Krankenhauslandschaft der Zukunft – Gesundheitsinvestitionen mit Renditegarantie?
Dreizehn Krankenhäuser waren 2022 zur Schließung gezwungen. Einen Teil der Ursachen analysierte Thomas Strohschneider, Chirurg für Allgemein- und Gefäßchirurgie, in seinem jüngsten Buch “Krankenhaus im Ausverkauf“, die er dann auch am 12. Mai auf Einladung der GWÖ-Regionalgruppe Ulm im Club Orange der Volkshochschule Ulm vorstellte.
Um die Finanzlage im Gesundheitssektor zu verbessern, setzt die Politik auf private Geldgeber. Und die steigen nur dann ein, wenn ihre Anlage entsprechend attraktiv erscheint. „Zu diesem Ziel führen auf lange Zeit hin angelegte Vertragsbeziehungen zwischen privaten Klinikunternehmen und den gesetzlichen Krankenkassen. Da schauen dann schon 14 bis 15 Prozent Rendite im Jahr heraus“, berichtet der Mediziner.
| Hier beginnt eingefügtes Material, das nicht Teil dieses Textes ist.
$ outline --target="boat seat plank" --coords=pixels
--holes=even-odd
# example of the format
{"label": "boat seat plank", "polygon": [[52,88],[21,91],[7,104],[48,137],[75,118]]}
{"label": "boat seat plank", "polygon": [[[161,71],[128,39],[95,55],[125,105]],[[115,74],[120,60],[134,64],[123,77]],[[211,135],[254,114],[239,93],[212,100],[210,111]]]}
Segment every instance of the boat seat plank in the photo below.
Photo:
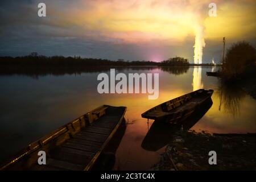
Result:
{"label": "boat seat plank", "polygon": [[52,158],[48,158],[47,164],[60,168],[64,168],[67,170],[82,170],[84,167],[81,165],[71,163],[59,160]]}
{"label": "boat seat plank", "polygon": [[90,161],[91,158],[88,156],[69,152],[60,152],[51,155],[51,158],[67,162],[72,164],[85,165]]}
{"label": "boat seat plank", "polygon": [[84,146],[79,144],[74,143],[65,143],[63,145],[64,147],[80,150],[85,151],[88,151],[92,153],[95,153],[98,150],[98,147],[96,147],[90,146]]}
{"label": "boat seat plank", "polygon": [[78,138],[74,138],[72,139],[71,139],[67,142],[67,143],[74,143],[74,144],[78,144],[82,146],[94,146],[96,147],[100,148],[102,144],[102,142],[94,142],[92,141],[89,141],[88,140],[84,140],[84,139],[80,139]]}

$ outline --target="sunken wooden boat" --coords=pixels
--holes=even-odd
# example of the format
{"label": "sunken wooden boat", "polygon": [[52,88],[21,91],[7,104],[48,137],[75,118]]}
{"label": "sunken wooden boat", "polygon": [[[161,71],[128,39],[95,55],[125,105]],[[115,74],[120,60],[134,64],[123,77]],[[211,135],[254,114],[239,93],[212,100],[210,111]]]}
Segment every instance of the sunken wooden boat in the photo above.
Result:
{"label": "sunken wooden boat", "polygon": [[187,118],[210,98],[213,90],[199,89],[162,103],[142,113],[142,118],[177,123]]}
{"label": "sunken wooden boat", "polygon": [[174,135],[178,131],[188,131],[192,128],[207,113],[212,104],[210,97],[187,119],[176,124],[161,120],[155,121],[142,141],[142,147],[150,151],[156,151],[164,147],[172,140]]}
{"label": "sunken wooden boat", "polygon": [[[122,106],[97,107],[29,144],[0,169],[93,169],[118,130],[125,125],[126,111]],[[38,164],[40,151],[46,152],[46,164]]]}

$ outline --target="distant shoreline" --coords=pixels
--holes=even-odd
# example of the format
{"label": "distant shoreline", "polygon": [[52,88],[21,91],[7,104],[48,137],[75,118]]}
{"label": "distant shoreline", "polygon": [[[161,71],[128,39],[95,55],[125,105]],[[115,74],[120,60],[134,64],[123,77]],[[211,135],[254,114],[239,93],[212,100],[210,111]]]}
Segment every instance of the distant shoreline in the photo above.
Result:
{"label": "distant shoreline", "polygon": [[99,66],[164,66],[164,67],[188,67],[188,66],[220,66],[220,64],[212,63],[204,63],[195,64],[189,63],[186,59],[181,57],[170,58],[167,60],[161,62],[151,61],[136,60],[125,61],[118,59],[113,61],[108,59],[94,58],[81,58],[80,56],[64,57],[62,56],[55,56],[47,57],[38,55],[36,53],[32,53],[30,55],[21,57],[0,57],[0,65],[1,66],[19,66],[19,67],[99,67]]}

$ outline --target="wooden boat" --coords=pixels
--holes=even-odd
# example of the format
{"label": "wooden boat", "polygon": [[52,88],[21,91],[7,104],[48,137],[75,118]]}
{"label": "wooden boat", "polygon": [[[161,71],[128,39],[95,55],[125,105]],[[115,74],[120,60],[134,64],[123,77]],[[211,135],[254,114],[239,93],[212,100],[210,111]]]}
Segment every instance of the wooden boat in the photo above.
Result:
{"label": "wooden boat", "polygon": [[164,147],[172,141],[174,135],[181,128],[184,131],[192,128],[207,113],[212,104],[212,98],[209,97],[187,119],[176,124],[155,120],[144,138],[142,147],[150,151],[156,151]]}
{"label": "wooden boat", "polygon": [[220,72],[207,72],[207,75],[209,76],[216,76],[218,77],[220,76]]}
{"label": "wooden boat", "polygon": [[[1,170],[90,170],[125,123],[126,107],[102,105],[29,144],[0,166]],[[38,152],[46,154],[39,165]]]}
{"label": "wooden boat", "polygon": [[176,123],[189,117],[207,98],[212,96],[213,90],[203,89],[191,92],[162,103],[142,114],[142,118],[163,119]]}

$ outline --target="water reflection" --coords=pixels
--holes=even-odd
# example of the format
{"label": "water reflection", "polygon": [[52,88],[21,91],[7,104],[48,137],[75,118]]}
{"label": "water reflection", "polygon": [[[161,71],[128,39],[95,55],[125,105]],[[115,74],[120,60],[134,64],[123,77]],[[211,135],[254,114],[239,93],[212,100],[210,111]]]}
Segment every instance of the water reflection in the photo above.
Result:
{"label": "water reflection", "polygon": [[195,67],[193,71],[193,91],[204,88],[202,81],[202,68]]}
{"label": "water reflection", "polygon": [[188,67],[161,67],[161,70],[175,75],[181,75],[187,72]]}
{"label": "water reflection", "polygon": [[213,104],[212,99],[206,100],[187,119],[177,124],[170,124],[163,120],[156,120],[142,141],[142,147],[146,150],[156,151],[167,145],[172,135],[181,129],[188,130],[202,118]]}
{"label": "water reflection", "polygon": [[158,66],[98,66],[98,67],[2,67],[0,69],[0,76],[24,75],[35,79],[39,76],[48,75],[63,76],[65,75],[81,75],[86,73],[106,72],[110,68],[115,68],[118,72],[129,70],[152,71],[159,69],[179,75],[187,72],[189,67],[158,67]]}

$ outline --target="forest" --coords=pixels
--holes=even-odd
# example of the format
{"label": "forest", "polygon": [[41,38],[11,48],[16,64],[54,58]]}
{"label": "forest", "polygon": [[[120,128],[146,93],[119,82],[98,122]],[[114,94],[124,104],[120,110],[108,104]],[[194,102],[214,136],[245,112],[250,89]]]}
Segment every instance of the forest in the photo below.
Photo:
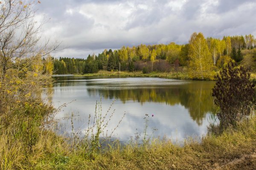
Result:
{"label": "forest", "polygon": [[[224,36],[221,40],[205,38],[202,33],[194,33],[189,43],[185,45],[175,42],[141,44],[131,48],[123,46],[113,51],[105,49],[98,55],[89,55],[87,59],[52,58],[53,73],[83,74],[97,73],[100,70],[113,71],[119,69],[130,72],[142,71],[143,73],[186,71],[193,79],[204,79],[214,74],[230,60],[241,63],[248,53],[253,54],[249,60],[255,61],[256,47],[256,40],[251,34]],[[255,64],[250,66],[254,67]]]}

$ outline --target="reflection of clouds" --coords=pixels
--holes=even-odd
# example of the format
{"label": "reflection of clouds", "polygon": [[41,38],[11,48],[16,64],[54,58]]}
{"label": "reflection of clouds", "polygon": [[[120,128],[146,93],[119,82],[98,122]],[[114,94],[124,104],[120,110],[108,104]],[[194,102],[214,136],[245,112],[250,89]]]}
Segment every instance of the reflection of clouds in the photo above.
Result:
{"label": "reflection of clouds", "polygon": [[[162,80],[161,79],[145,79],[148,80],[151,79],[158,82],[157,83],[161,82],[159,80]],[[131,79],[133,80],[133,79]],[[140,82],[139,79],[136,80],[137,83],[146,83],[145,82]],[[127,81],[127,79],[126,80]],[[91,80],[90,81],[91,82]],[[168,82],[170,83],[172,81]],[[128,83],[131,84],[131,82]],[[74,128],[84,131],[87,127],[89,115],[90,114],[93,115],[96,101],[99,100],[101,94],[98,91],[96,91],[96,93],[89,92],[88,88],[90,88],[91,87],[87,86],[87,84],[82,81],[70,82],[66,85],[62,86],[59,82],[58,82],[53,88],[53,103],[56,107],[58,107],[64,103],[76,101],[69,104],[67,107],[62,108],[62,111],[56,116],[56,118],[61,119],[66,116],[67,113],[71,115],[72,112],[75,115],[79,115],[74,118]],[[104,85],[102,85],[103,86]],[[112,101],[108,98],[102,99],[102,114],[104,115],[109,108]],[[169,138],[180,141],[186,136],[201,136],[207,131],[208,122],[207,119],[203,118],[201,124],[198,125],[196,121],[191,119],[189,108],[185,108],[180,103],[171,105],[157,102],[146,102],[142,105],[140,103],[132,100],[127,100],[124,103],[120,99],[117,99],[112,110],[113,109],[116,110],[116,113],[106,130],[108,130],[109,132],[113,129],[125,112],[125,117],[114,133],[114,136],[121,140],[129,140],[131,136],[134,137],[136,129],[139,133],[143,132],[143,118],[145,113],[150,115],[148,133],[151,134],[153,132],[153,128],[157,128],[158,130],[154,132],[155,137],[163,137],[166,135]],[[154,114],[154,117],[151,116],[151,114]],[[61,133],[71,132],[70,120],[61,120],[60,124],[62,125]]]}

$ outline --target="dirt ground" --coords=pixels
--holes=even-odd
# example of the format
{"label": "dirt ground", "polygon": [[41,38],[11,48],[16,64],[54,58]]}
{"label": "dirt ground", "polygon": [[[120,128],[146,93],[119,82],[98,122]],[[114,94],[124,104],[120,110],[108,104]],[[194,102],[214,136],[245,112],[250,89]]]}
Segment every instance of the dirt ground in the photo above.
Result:
{"label": "dirt ground", "polygon": [[221,166],[216,165],[214,170],[256,170],[256,153],[245,155]]}

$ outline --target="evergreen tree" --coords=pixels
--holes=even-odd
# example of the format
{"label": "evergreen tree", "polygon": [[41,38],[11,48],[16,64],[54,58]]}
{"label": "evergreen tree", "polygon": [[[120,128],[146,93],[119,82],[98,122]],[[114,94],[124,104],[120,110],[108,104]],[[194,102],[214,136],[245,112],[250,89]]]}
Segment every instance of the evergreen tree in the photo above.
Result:
{"label": "evergreen tree", "polygon": [[112,53],[110,54],[108,58],[108,70],[111,71],[115,70],[116,68],[116,61],[115,57],[114,57]]}

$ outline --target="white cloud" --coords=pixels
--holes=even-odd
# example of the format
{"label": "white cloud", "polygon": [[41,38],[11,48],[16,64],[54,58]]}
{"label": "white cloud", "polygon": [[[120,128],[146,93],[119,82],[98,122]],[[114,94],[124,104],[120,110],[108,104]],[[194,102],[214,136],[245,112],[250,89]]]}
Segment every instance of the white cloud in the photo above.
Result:
{"label": "white cloud", "polygon": [[219,38],[256,35],[256,3],[230,1],[45,0],[37,14],[52,18],[45,35],[58,37],[68,47],[55,57],[86,58],[123,45],[185,43],[195,31]]}

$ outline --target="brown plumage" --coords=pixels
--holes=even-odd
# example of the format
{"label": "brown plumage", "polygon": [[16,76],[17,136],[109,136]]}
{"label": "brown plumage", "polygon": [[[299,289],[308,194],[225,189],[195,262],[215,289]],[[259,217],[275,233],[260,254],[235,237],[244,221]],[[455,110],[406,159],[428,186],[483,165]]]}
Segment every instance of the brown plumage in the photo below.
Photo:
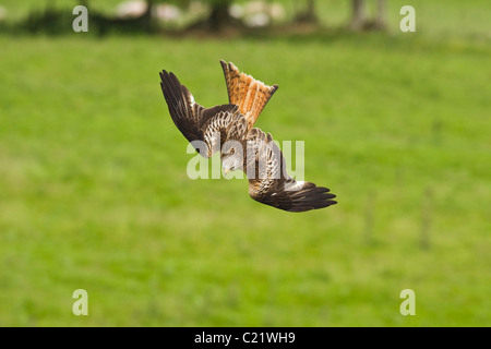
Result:
{"label": "brown plumage", "polygon": [[[249,195],[263,204],[289,212],[304,212],[336,204],[336,195],[311,182],[288,176],[285,158],[272,135],[253,128],[277,85],[267,86],[220,60],[229,104],[204,108],[173,73],[160,73],[160,87],[176,127],[200,155],[220,152],[226,170],[241,169],[249,178]],[[205,148],[193,141],[201,141]],[[228,142],[228,141],[235,141]],[[230,145],[232,144],[232,145]]]}

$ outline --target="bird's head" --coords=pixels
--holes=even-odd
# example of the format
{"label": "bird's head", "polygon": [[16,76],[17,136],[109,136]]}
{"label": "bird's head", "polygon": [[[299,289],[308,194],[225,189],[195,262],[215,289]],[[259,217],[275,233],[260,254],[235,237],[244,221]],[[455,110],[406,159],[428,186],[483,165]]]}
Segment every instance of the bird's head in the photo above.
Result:
{"label": "bird's head", "polygon": [[226,142],[221,147],[221,167],[224,173],[241,170],[243,165],[242,145],[239,142]]}

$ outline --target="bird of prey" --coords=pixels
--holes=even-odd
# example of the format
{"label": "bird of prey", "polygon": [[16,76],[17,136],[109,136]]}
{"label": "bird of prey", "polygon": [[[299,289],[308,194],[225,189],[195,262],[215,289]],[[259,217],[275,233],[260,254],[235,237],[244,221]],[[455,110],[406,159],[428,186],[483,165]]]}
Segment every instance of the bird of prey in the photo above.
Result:
{"label": "bird of prey", "polygon": [[253,127],[278,86],[267,86],[241,73],[231,62],[220,60],[220,64],[229,103],[212,108],[195,103],[173,73],[160,72],[160,87],[179,131],[201,156],[209,158],[219,152],[225,173],[237,169],[244,171],[249,195],[260,203],[288,212],[336,204],[332,200],[336,195],[327,188],[291,178],[272,135]]}

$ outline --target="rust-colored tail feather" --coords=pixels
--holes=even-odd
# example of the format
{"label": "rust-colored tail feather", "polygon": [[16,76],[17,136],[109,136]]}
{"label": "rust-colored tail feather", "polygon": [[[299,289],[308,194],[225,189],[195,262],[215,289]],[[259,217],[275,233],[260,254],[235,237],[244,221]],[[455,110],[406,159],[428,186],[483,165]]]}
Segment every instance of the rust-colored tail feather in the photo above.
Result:
{"label": "rust-colored tail feather", "polygon": [[220,64],[227,83],[228,100],[231,105],[239,106],[250,130],[278,86],[267,86],[251,75],[240,73],[231,62],[227,64],[220,60]]}

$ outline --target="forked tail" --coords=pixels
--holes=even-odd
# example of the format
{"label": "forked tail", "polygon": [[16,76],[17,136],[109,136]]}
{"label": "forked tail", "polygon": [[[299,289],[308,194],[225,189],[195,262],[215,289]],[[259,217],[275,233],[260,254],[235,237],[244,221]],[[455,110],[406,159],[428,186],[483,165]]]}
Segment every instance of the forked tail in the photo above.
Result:
{"label": "forked tail", "polygon": [[220,64],[227,83],[228,100],[231,105],[239,106],[250,130],[278,85],[267,86],[251,75],[240,73],[231,62],[227,64],[220,60]]}

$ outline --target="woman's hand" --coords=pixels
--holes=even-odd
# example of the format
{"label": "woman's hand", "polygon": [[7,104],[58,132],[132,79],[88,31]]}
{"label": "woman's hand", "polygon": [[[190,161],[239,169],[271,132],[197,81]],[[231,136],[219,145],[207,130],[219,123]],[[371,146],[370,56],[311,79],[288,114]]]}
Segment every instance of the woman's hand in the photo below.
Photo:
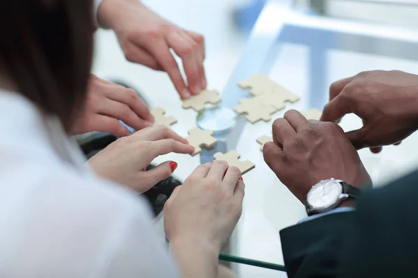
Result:
{"label": "woman's hand", "polygon": [[166,202],[165,233],[183,277],[216,277],[219,253],[242,211],[240,176],[225,161],[201,165]]}
{"label": "woman's hand", "polygon": [[144,193],[164,179],[177,167],[167,161],[146,171],[157,156],[171,152],[192,154],[194,148],[168,127],[148,127],[118,139],[87,161],[99,176]]}
{"label": "woman's hand", "polygon": [[[104,0],[98,19],[115,31],[129,61],[167,72],[183,99],[206,88],[201,35],[167,22],[137,0]],[[170,49],[183,60],[187,86]]]}
{"label": "woman's hand", "polygon": [[119,120],[134,129],[150,126],[154,117],[132,89],[91,74],[86,106],[74,124],[72,134],[108,132],[116,137],[132,134]]}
Diese würden jedoch nicht den Krankenhäusern als Rücklagen oder für Neuinvestitionen zur Verfügung gestellt, sondern stattdessen auf den Cayman Inseln angelegt, ergänzt er. „Wegen der paradiesisch niedrigen Steuersätze!“, schafft er seinem Missbehagen Luft. Ein Raunen in den Reihen der Zuhörer, die in beachtlicher Zahl am Freitag zu einem eher spröden Vortragsthema gekommen sind, signalisiert Zustimmung.
Am meisten jedoch ärgert Thomas Strohschneider, dass die privat erzielten Renditen aus den Beiträgen der gesetzlich versicherten Krankenkassenmitgliedern stammen. „Ohne Zweckbindung sind die Folgen absehbar“, befürchtet der Mediziner. Bettenabbau und Klinikschließungen – ab 1980, wo es 3 783 Krankenhäuser mit 879 605 Betten gab, und heute, mit etwa 2 000 Häusern und knapp 500 000 Betten – gehen weiter. In Bezug auf die Stellen der Pflegekräfte bedeutet das: 60 000 weniger!
Abhilfe soll nach vorherrschendem gesundheitspolitischem Verständnis die Spezialisierung einzelner medizinischer Disziplinen, beispielsweise Orthopädie, Herz- oder Transplantationschirurgie schaffen. Krankenhäusern, die solche besser vergüteten Leistungen nicht anbieten können, droht irgendwann die Schließung. Weitergedacht entsteht dann der Widerspruch zu der allgemein anerkannten Auffassung, wonach der Weg zu nächsten Klinik nicht mehr als 30 Minuten dauern soll. Bei Notfällen wie Herzinfarkt oder Schlaganfall eine Überlebensfrage!
Kommunale Krankenhäuser entstanden aus den Beiträgen gesetzlich versicherter Mitglieder und Steuerzahler. Dabei stand das Kostendeckungsprinzip an oberster Stelle und weniger Überschuss- oder Gewinnstrategien. Nach den Vorstellungen der Regionalgruppe Ulm/Neu-Ulm der Gemeinwohl-Ökonomie, die den Vortragsabend organisiert hatte, mehr als verständlich und der Unterstützung wert. In einem am Gemeinwohl orientierten Gesundheitswesen hat die Daseinsvorsorge oberste Priorität, statt einer Jagd nach Rendite. Die Abschaffung der diagnosebezogenen Fallpauschalen ist u.a. ein Vorschlag, auch kleineren Krankenhäusern ein gesundes Wirtschaften zu ermöglichen.